This invention relates to a method of forming plastic tubing made by a blow head, which method provides internal cooling air and an exchange of the internal cooling air through a central opening in the blow head. The exterior air ring or rings mounted circumferentially around the tubing as extruded from the blow head deliver warmer air around the exterior surfaces of the tubing to establish a thermal differential for a sufficient time interval between interior and exterior surfaces of the newly-formed tubing during tube formation.
The subject method is particularly important in forming foam-film composite laminates such as from similar or dissimilar thermoplastic materials.
In the manufacture of tubing from synthetic thermoplastic material, it is well known that tubing can be cooled much more advantageously with air than with water. While water cooling in some instances is more effective, its effects are so abrupt as to result in tubing having variable wall thickness and undesirable properties. The main disadvantage of air cooling resides in its low cooling capacity. In the earlier forms of cooling apparatus of the type defined above, the operating methods required that the tubing be taken away from the blow head at relatively slow speed so that only relatively low cooling capacity has been required. In some forms of apparatus, it was not possible to increase the cooling capacity by circulation of the cooling air at a higher rate because such increase in cooling capacity by increasing the air delivery rates resulted in certain disadvantages. These included constriction of the neck of the tube by the air jet effect, or uncontrollable fluttering or vibration of the tubing when still in a plastic state, resulting in non-uniform wall thicknesses.

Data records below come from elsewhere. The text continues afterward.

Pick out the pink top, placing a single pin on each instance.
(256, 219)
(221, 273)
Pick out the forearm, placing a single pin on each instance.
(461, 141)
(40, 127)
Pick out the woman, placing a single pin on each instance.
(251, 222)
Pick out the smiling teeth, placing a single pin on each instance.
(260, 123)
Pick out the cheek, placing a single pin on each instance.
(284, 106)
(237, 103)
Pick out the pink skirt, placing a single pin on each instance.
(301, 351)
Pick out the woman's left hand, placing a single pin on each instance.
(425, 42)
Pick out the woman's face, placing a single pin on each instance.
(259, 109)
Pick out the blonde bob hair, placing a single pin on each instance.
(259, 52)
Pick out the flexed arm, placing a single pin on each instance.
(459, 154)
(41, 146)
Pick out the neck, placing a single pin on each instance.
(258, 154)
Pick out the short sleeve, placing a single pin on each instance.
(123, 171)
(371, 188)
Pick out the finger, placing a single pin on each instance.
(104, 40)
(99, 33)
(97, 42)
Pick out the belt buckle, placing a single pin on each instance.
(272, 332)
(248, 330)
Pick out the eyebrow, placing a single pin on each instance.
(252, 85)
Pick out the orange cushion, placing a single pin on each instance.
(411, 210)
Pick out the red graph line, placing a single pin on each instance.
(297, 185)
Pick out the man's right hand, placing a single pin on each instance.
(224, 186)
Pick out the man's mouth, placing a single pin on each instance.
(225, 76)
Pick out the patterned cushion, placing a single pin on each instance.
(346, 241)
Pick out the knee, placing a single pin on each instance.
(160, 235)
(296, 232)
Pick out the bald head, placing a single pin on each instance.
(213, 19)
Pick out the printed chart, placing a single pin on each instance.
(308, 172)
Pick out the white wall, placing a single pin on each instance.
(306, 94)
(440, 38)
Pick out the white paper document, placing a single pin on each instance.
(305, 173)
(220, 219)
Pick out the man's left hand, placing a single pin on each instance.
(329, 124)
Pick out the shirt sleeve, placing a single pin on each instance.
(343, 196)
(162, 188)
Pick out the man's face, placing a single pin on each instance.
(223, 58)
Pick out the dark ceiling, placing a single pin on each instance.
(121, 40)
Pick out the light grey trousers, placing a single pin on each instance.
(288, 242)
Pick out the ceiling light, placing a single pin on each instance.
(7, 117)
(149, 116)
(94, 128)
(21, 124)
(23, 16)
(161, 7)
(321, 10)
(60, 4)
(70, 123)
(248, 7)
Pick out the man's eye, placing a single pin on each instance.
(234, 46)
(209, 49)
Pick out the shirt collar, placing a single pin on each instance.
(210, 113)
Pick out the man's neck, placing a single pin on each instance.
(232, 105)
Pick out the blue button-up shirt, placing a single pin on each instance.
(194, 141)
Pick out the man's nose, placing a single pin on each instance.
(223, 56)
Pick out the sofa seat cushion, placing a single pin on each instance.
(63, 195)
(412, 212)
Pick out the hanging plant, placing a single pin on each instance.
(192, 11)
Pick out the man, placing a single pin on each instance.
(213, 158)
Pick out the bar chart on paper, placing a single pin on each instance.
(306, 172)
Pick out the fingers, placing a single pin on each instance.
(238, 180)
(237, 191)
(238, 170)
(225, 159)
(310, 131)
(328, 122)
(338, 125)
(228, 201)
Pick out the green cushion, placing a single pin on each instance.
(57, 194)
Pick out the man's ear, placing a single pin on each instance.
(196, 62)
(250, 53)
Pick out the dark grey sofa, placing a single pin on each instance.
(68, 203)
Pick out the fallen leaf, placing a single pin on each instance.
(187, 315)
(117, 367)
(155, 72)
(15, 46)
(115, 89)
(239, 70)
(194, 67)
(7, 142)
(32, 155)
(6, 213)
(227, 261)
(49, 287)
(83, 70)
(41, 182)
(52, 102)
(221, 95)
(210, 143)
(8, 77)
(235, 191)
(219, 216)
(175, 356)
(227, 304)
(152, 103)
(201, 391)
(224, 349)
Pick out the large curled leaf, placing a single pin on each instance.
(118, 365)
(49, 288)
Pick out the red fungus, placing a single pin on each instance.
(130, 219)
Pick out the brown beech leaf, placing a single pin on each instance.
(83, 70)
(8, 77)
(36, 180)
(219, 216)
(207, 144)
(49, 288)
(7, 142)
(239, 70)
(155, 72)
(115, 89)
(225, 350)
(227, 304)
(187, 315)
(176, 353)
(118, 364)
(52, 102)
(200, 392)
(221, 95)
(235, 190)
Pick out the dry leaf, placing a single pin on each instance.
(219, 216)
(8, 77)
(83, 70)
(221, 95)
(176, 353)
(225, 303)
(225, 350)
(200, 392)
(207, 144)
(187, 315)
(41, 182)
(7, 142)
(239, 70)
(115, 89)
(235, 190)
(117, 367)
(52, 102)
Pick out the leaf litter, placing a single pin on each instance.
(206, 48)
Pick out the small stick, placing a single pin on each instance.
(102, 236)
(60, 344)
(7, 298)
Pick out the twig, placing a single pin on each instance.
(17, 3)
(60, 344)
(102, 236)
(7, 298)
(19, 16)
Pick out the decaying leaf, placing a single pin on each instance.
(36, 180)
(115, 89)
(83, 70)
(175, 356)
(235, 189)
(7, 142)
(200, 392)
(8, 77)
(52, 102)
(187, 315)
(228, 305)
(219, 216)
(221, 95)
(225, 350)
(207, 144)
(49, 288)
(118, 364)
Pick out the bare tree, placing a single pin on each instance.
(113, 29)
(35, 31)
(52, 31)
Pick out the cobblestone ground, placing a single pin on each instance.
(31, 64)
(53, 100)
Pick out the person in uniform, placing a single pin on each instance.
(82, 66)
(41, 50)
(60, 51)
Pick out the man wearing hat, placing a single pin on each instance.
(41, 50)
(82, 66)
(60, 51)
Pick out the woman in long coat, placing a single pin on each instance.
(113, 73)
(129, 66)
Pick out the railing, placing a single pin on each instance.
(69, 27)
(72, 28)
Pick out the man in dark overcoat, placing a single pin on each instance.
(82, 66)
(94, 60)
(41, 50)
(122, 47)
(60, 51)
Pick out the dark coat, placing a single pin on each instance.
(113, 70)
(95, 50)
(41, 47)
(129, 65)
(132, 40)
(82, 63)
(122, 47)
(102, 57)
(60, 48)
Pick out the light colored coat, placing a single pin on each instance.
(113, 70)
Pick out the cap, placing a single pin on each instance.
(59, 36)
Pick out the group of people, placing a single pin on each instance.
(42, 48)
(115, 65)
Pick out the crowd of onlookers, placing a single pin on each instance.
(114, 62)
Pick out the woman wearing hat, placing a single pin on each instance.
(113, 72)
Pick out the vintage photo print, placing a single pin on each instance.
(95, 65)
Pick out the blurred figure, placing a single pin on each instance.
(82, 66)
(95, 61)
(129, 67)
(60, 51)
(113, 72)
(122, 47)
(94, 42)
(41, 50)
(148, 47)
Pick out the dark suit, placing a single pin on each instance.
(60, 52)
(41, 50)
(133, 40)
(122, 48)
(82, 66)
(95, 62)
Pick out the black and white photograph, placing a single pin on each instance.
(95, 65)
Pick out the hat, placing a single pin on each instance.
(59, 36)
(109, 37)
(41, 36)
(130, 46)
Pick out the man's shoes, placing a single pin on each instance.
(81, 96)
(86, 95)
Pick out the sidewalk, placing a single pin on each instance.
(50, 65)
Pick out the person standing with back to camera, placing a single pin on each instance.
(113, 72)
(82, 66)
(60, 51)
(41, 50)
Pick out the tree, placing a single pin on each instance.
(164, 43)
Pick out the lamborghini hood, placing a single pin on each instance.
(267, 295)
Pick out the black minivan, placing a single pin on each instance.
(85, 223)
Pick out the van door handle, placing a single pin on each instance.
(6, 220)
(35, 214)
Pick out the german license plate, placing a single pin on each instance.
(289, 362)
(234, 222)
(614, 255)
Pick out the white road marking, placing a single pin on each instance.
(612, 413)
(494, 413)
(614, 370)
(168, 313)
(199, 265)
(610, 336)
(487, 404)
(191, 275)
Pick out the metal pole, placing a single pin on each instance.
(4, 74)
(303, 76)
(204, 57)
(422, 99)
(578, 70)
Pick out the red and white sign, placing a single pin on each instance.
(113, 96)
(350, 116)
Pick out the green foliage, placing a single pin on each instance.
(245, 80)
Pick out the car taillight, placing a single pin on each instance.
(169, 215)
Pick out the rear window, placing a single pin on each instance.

Increasing the cooling capacity by combining the external cooling of the tubing with simultaneous internal cooling has been achieved by air coolers which are inserted into the blown tubing and are provided with a blower for circulating the enclosed air within the tube to increase the cooling capacity; however, such methods have resulted in the condensation of evaporated constituents of certain molten materials. Various forms of apparatus have been disclosed which provide internal cooling of the tubing with a surge of air through a large central opening of a laterally-fed blow head. Various types of apparatus to achieve internal cooling has been disclosed in U.S. Pat. Nos. 3,898,028, 3,930,768, 3,966,377, 4,019,843, and 3,709,290.